Stable Contract, Volatile Tail

Feed headers no longer carry the volatile refreshed <ts> line in model-visible text -- unchanged feed content with a TTL refresh now produces byte-identical bytes. The STALE tag still appears when a feed fetch failed and the rendered text is from the last good fetch.

Channel Context Cursors

Live Discord channel context is fetched as a delta-since-watermark instead of a full tail every turn. The proxy keeps a per-agent vector cursor (one entry per visible channel) and rewrites the channel-context feed URL with after=<channel_id>:<message_id> watermarks before sending it to claw-wall. The cursor is committed only after a successful 2xx response is recorded by the session-history writer, so streaming truncation, 5xx upstream errors, and 4xx rejections all leave the cursor untouched and the same delta replays on the next mention. When claw-wall caps a delta response, cllama appends a coverage_partial=true omitted_after_cursor=N newest_returned=... annotation so partial coverage is visible rather than silently swallowed; the cursor still advances to the newest returned message. The wall backfills Discord history on startup before the first forward poll, and feed headers include backfill_status so a partial or rate-limited backing window is visible to operators. See Social Topology · Channel Context Feed for the wire shape.

The cursor ledger lives at $CLAW_CONTEXT_LEDGER_DIR/<agent-id>/cursor.json. The default path is $CLAW_SESSION_HISTORY_DIR/context-ledger (i.e. inside the existing read-write session-history mount). When session history is disabled, cursors fall back to in-memory only and every cold start re-bootstraps with a 24h tail.

Provider Execution

The proxy strips the dummy token, attaches the real provider API key, and forwards the request upstream.

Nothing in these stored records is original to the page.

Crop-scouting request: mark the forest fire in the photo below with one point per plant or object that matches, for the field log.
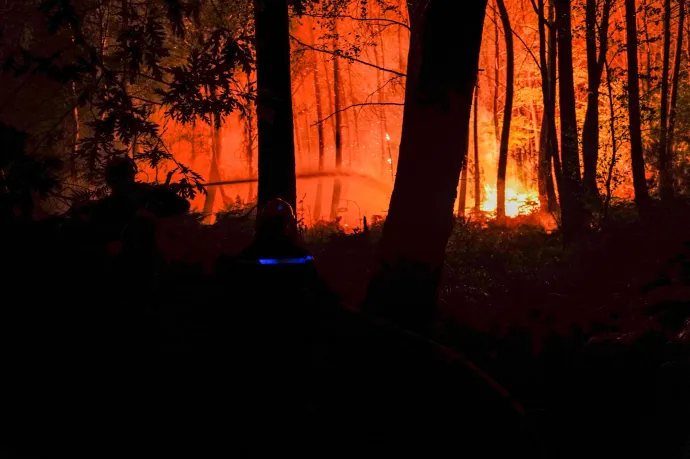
(517, 202)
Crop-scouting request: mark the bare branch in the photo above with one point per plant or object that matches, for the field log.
(396, 104)
(349, 58)
(355, 18)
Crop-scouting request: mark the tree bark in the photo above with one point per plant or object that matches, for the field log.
(477, 169)
(76, 126)
(552, 67)
(274, 103)
(319, 131)
(214, 172)
(572, 209)
(337, 185)
(497, 56)
(548, 146)
(462, 195)
(436, 117)
(614, 141)
(595, 68)
(507, 112)
(636, 155)
(675, 81)
(664, 165)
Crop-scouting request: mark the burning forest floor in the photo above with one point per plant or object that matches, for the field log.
(593, 340)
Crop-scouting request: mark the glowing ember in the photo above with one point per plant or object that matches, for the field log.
(517, 203)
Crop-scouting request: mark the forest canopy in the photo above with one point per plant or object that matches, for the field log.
(172, 83)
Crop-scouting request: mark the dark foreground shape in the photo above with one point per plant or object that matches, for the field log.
(246, 378)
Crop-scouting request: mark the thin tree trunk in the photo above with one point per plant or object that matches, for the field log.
(249, 150)
(337, 185)
(548, 146)
(636, 155)
(496, 78)
(614, 145)
(462, 196)
(507, 113)
(552, 67)
(214, 172)
(354, 111)
(438, 102)
(383, 128)
(477, 169)
(319, 131)
(664, 165)
(274, 103)
(648, 42)
(329, 96)
(75, 134)
(573, 216)
(595, 68)
(675, 81)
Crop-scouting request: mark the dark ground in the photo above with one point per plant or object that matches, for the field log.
(106, 359)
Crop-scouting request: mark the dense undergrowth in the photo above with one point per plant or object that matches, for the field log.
(593, 339)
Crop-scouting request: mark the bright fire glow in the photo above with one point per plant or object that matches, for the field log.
(517, 203)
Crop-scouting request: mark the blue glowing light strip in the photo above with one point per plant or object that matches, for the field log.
(285, 261)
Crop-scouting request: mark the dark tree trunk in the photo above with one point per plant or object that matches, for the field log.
(477, 169)
(675, 81)
(636, 155)
(507, 112)
(552, 64)
(214, 172)
(274, 102)
(497, 56)
(462, 195)
(337, 185)
(572, 209)
(319, 132)
(548, 146)
(664, 165)
(355, 114)
(438, 103)
(614, 141)
(595, 68)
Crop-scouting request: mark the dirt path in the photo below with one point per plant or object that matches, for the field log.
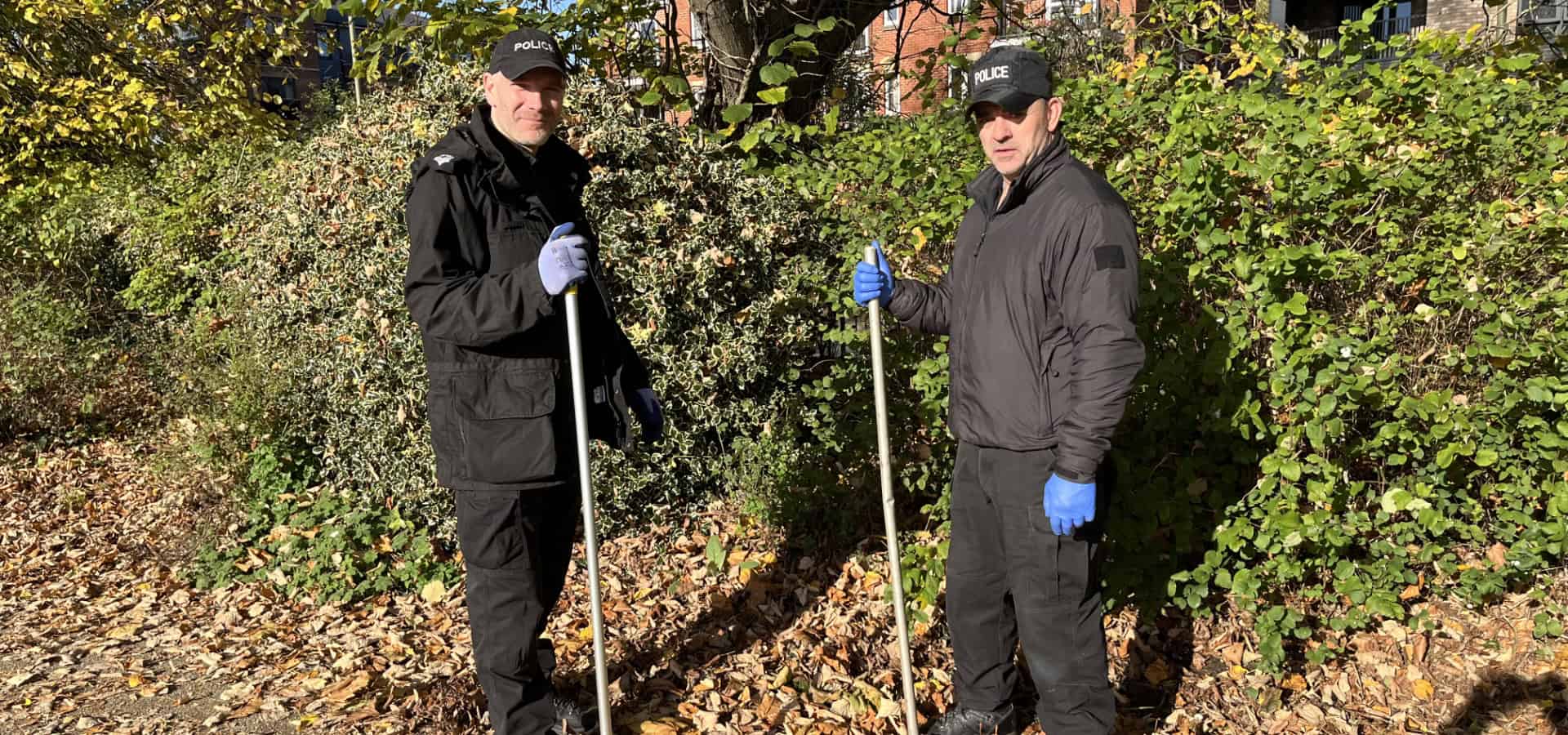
(99, 634)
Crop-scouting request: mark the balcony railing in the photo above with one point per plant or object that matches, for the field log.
(1382, 30)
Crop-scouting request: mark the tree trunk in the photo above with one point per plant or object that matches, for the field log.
(739, 33)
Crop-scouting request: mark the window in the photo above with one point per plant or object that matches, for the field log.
(698, 35)
(334, 52)
(862, 42)
(647, 30)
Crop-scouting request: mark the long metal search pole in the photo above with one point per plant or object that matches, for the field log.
(911, 721)
(590, 538)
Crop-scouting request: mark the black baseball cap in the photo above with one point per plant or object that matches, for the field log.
(524, 51)
(1012, 77)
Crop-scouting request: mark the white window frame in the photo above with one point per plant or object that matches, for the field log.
(864, 42)
(698, 33)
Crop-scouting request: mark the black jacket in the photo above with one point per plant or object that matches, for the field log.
(496, 350)
(1039, 305)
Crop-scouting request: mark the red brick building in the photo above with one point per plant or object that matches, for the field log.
(910, 32)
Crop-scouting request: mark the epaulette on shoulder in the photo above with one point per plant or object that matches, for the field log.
(453, 154)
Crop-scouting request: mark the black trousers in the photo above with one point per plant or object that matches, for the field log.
(1010, 579)
(516, 547)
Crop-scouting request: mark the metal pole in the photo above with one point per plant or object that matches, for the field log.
(590, 538)
(911, 721)
(353, 57)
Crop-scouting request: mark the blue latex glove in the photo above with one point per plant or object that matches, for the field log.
(1068, 505)
(564, 259)
(645, 403)
(874, 281)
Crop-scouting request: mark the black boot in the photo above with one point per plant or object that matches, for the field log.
(572, 718)
(966, 721)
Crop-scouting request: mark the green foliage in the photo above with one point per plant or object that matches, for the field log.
(73, 364)
(98, 82)
(1353, 310)
(1353, 314)
(330, 544)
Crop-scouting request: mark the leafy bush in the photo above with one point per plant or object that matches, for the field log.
(71, 359)
(1353, 312)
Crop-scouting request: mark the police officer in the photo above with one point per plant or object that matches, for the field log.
(1039, 306)
(499, 232)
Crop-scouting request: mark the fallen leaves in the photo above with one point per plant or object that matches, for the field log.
(722, 632)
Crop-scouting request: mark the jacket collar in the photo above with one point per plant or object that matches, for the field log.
(502, 157)
(988, 185)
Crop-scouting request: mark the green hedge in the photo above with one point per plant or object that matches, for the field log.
(1353, 310)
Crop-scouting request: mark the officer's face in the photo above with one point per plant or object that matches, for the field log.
(1012, 140)
(526, 110)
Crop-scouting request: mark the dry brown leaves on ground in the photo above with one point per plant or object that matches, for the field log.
(99, 634)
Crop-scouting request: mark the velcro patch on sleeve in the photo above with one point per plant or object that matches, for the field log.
(1109, 256)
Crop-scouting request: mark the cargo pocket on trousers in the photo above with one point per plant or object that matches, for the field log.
(507, 430)
(488, 527)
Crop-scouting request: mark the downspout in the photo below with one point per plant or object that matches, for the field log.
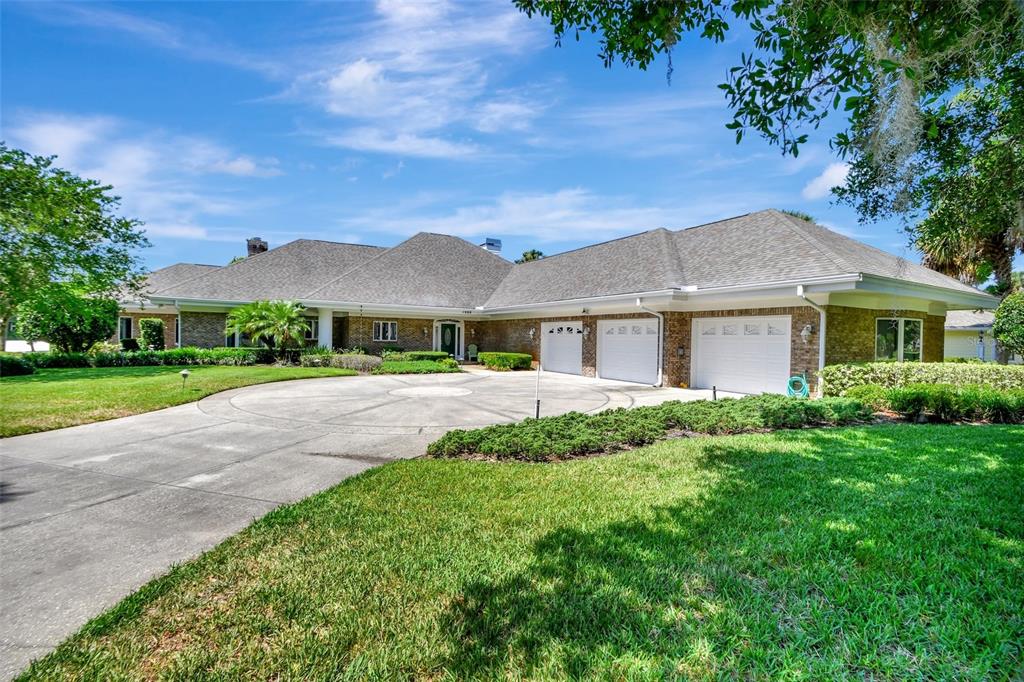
(821, 334)
(660, 339)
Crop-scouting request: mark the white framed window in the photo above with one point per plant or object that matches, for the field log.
(898, 339)
(385, 331)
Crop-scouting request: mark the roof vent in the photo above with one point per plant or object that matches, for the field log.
(492, 245)
(255, 245)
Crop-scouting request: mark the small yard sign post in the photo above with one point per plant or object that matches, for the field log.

Inbound Interception (Provider to Agent)

After the provider responds but before the runner sees the result, the proxy can evaluate and amend:

Response amendment -- The proxy evaluates the provider's response against the enforce rules in the agent's contract and active policy modules. If the response violates the tone, instructions, or restrictions defined in the contract, the proxy rewrites the content before the agent sees it.
PII leakage blocking -- The proxy can detect and redact personally identifiable information. If the provider's response contains data that should not flow back to the agent (customer names, account numbers, internal identifiers), the proxy strips or masks it.
Drift scoring -- The proxy quantifies how far the provider's raw response drifted from the agent's ideal behavior as defined in its contract, emitting a structured log of the drift score. The scoring methodology is organization-specific and not defined by the cllama standard.

Egress

The (potentially amended) response is returned to the agent.

Passthrough vs Policy

The reference passthrough implementation currently performs identity resolution, model rewriting, and cost tracking only. It does not touch the messages array -- no prompt decoration, no response amendment. Full bidirectional interception is the cllama-policy proxy type, which is future work.

Context Mount Structure

The proxy needs to know who each agent is and what it is allowed to do. Clawdapus provides this through a shared context mount -- a directory tree with per-agent subdirectories containing the compiled contract and identity metadata.

Host-Side Layout

During claw up, Clawdapus generates context files under the runtime directory:

.claw-runtime/context/
├── crypto-crusher-0/
│   ├── AGENTS.md        # Compiled contract (includes, enforce, guide)
│   ├── CLAWDAPUS.md     # Infrastructure map (surfaces, skills, topology)
│   └── metadata.json    # Identity, bearer token, handles, policy modules
├── crypto-crusher-1/
│   ├── AGENTS.md
│   ├── CLAWDAPUS.md
│   └── metadata.json
└── analyst/
    ├── AGENTS.md
    ├── CLAWDAPUS.md
    └── metadata.json

File	Purpose
`AGENTS.md`	The agent's compiled behavioral contract, including inlined `enforce` and `guide` content from `INCLUDE` directives.
`CLAWDAPUS.md`	Infrastructure context: surfaces, mount paths, peer handles, feeds, and available skills.
`metadata.json`	Machine-readable identity (handles, allowed models, bearer token auth).

Container-Side Mount

The host directory is bind-mounted into the cllama container at /claw/context/<agent-id>/. The proxy reads CLAW_CONTEXT_ROOT (defaults to /claw/context) and loads each subdirectory as an agent identity.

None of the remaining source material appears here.